As I wrote on Wednesday there are promising signs coming from those around Blatter.
Reforming the executive committee to include the broad interests of the game is a vital step - as are measures which introduce greater transparency around what executives are paid and what potential conflicts of interest they have.
Removing the privilege of choosing the World Cup hosts from the executive committee and handing it to the 208 members of the congress will reduce the vast power these men currently enjoy which is so open to manipulation.
Reforming the ethics committee so it has teeth and can be truly independent is a must if Fifa is to restore faith in its ability to police itself.
And adopting many of the measures included in Transparency International's damning report on Fifa will look smart.
But making a break with the past by allowing a Swiss court to release the documents relating to the collapse of ISL would be a major breakthrough.
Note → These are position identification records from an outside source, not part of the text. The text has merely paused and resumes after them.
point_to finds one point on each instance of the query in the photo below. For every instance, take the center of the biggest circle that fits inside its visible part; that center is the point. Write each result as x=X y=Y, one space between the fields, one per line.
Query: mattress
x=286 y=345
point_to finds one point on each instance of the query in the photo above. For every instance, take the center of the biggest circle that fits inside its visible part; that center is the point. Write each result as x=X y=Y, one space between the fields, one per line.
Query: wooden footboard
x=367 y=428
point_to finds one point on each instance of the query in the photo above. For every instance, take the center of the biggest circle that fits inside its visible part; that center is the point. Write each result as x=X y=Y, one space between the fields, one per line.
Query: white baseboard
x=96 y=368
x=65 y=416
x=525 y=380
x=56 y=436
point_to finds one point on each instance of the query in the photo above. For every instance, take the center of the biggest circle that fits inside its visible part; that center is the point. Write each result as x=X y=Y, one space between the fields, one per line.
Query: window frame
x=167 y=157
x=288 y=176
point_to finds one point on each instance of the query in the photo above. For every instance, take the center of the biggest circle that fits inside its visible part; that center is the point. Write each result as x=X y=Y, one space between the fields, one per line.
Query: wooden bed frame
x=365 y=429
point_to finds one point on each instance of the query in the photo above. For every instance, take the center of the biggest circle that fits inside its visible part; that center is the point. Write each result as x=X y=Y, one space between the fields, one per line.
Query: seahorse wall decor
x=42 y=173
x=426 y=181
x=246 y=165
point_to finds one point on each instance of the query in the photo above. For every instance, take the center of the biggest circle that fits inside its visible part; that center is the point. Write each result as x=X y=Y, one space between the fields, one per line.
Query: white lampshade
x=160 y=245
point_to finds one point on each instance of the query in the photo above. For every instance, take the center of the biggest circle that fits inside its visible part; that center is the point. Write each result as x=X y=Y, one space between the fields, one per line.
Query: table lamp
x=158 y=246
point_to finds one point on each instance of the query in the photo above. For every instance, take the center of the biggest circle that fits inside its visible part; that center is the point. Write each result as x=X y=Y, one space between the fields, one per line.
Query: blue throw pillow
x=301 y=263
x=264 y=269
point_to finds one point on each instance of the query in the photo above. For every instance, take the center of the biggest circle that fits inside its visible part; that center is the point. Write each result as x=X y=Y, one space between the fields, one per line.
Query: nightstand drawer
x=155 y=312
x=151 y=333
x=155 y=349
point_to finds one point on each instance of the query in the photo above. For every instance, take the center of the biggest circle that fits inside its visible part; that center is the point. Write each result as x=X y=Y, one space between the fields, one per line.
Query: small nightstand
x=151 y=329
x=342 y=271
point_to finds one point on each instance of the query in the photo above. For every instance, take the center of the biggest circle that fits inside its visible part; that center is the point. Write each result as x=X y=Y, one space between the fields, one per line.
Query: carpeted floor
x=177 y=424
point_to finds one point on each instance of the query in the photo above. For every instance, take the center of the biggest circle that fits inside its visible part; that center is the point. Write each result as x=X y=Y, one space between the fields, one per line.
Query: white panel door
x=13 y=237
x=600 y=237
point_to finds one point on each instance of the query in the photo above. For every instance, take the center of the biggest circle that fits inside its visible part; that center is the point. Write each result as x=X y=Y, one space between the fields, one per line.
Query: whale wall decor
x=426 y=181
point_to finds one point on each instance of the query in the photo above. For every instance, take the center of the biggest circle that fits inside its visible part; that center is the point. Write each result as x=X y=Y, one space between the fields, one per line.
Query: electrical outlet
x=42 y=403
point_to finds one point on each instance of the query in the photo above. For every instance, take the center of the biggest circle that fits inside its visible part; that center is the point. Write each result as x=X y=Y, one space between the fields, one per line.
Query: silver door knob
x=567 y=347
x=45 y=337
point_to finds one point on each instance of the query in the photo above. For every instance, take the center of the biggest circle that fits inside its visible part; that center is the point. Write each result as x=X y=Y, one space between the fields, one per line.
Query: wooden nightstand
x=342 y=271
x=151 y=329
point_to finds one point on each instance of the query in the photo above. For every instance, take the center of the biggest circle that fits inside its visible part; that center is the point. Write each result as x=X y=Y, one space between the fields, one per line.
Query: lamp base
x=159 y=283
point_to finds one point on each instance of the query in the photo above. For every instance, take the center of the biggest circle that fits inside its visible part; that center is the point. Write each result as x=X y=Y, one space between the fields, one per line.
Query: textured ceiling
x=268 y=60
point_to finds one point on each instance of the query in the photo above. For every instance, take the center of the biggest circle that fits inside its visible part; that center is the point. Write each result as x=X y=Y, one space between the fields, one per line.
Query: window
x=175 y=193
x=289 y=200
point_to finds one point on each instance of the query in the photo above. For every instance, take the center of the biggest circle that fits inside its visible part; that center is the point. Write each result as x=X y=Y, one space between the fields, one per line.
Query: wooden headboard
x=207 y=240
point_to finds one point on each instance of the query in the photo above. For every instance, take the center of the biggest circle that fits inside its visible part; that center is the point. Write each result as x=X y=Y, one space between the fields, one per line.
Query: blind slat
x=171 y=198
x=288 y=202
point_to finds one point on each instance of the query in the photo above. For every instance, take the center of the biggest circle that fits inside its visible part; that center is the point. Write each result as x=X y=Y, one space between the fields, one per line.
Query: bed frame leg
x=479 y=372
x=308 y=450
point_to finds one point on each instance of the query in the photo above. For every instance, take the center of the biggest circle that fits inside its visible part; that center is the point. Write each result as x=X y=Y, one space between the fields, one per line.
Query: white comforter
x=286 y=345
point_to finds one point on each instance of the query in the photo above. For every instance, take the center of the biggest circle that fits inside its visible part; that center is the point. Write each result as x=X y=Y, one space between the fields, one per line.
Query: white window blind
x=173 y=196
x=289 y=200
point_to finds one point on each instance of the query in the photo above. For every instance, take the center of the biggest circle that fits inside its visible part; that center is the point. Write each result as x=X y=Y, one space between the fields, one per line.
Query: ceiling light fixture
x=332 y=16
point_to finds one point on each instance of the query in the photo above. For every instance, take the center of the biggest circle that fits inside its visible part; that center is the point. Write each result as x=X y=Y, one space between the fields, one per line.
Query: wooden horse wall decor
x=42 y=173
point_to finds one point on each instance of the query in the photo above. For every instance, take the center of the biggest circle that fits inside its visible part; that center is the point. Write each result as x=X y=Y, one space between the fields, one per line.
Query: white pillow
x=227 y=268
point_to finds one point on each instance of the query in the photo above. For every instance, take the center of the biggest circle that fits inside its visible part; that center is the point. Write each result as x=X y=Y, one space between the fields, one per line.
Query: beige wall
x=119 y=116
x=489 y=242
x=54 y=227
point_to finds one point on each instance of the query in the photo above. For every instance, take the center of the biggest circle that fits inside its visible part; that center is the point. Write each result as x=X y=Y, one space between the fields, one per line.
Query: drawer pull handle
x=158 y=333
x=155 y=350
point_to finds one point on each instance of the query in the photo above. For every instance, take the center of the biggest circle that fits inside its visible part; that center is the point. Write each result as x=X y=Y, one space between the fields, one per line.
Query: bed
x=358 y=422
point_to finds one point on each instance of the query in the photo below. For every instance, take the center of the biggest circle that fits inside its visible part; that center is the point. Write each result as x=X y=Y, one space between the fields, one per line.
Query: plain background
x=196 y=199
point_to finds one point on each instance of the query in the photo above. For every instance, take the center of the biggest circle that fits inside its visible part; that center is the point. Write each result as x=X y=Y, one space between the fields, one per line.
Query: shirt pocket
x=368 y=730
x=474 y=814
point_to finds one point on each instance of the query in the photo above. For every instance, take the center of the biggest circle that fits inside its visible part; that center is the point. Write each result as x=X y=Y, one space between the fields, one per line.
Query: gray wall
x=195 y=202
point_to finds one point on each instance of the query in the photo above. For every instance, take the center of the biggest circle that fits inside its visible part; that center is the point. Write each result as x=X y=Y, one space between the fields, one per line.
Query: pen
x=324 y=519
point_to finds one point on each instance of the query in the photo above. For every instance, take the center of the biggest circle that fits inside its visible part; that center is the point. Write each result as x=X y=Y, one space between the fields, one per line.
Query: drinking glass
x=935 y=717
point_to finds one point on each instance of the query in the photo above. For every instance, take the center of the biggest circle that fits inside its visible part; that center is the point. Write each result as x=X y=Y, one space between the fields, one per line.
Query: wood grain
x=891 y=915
Blatter has been advised this is the only way to show people he really means business.
If he does, it will be a remarkable U-turn given Fifa has repeatedly blocked attempts to have the papers made public.
The question is, have Fifa and Blatter, like News International with the phone hacking scandal, simply reached a tipping point where failure to act is no longer an option?
With so much money at stake in football the old committee structure and the men on those committees can no longer be expected to run a multiple-billion dollar business.
There is another important point. Blatter is now 75. He is in his last term as president. He no longer has as much to lose.
But forcing through real change will not be easy. To change the executive committee, he may need their support. And that is like turkeys voting for Christmas.
The only way to do it may be to stand back as slowly, one by one, those who are found to have been corrupt are removed.
The danger for Blatter is that, in doing that and opening up the organisation, he leaves himself vulnerable to the accusation that he turned a blind eye to corruption when it suited him.
So, by saving Fifa, he risks destroying the personal legacy he so craves. The question for Sepp Blatter is whether or not he is really, truly prepared to do that?
Update - Thursday 1930
Sepp Blatter made hardly any mention of his eagerly anticipated reforms on day one of the two-day executive committee meeting here in Zurich.
I am told his only comments came at the end of the opening session when he told the 20 members of the committee (it should be 23 but Jack Warner hasn't been replaced and three - Worawi Makudi, Issa Hayatou and Chuck Blazer - are absent) that he would deal on Friday with reforms and promises made at the Fifa congress back in June.
Apart from that, nothing.
The only insight has come from Sylvia Schenk, the author of Transparency International's report on Fifa, who told Bloomberg news agency that she anticipated progress. She also said the matter of releasing the controversial ISL documents had been discussed with Fifa but it was still not clear whether that would happen.
It is also unclear whether Blatter will put his reforms to the vote on Friday or whether he will just offer a road map of what will happen from this point onwards.
That could be a major anti-climax and watching closely is Uefa president Michel Platini, who held a meeting of European executive committee members this morning to call for solidarity on the need for significant reforms.
It is understood Platini will hold further discussions with his fellow European executives immediately after Blatter's announcement on Friday. If there is a feeling that he hasn't gone far enough then he and Uefa may try and up the pressure.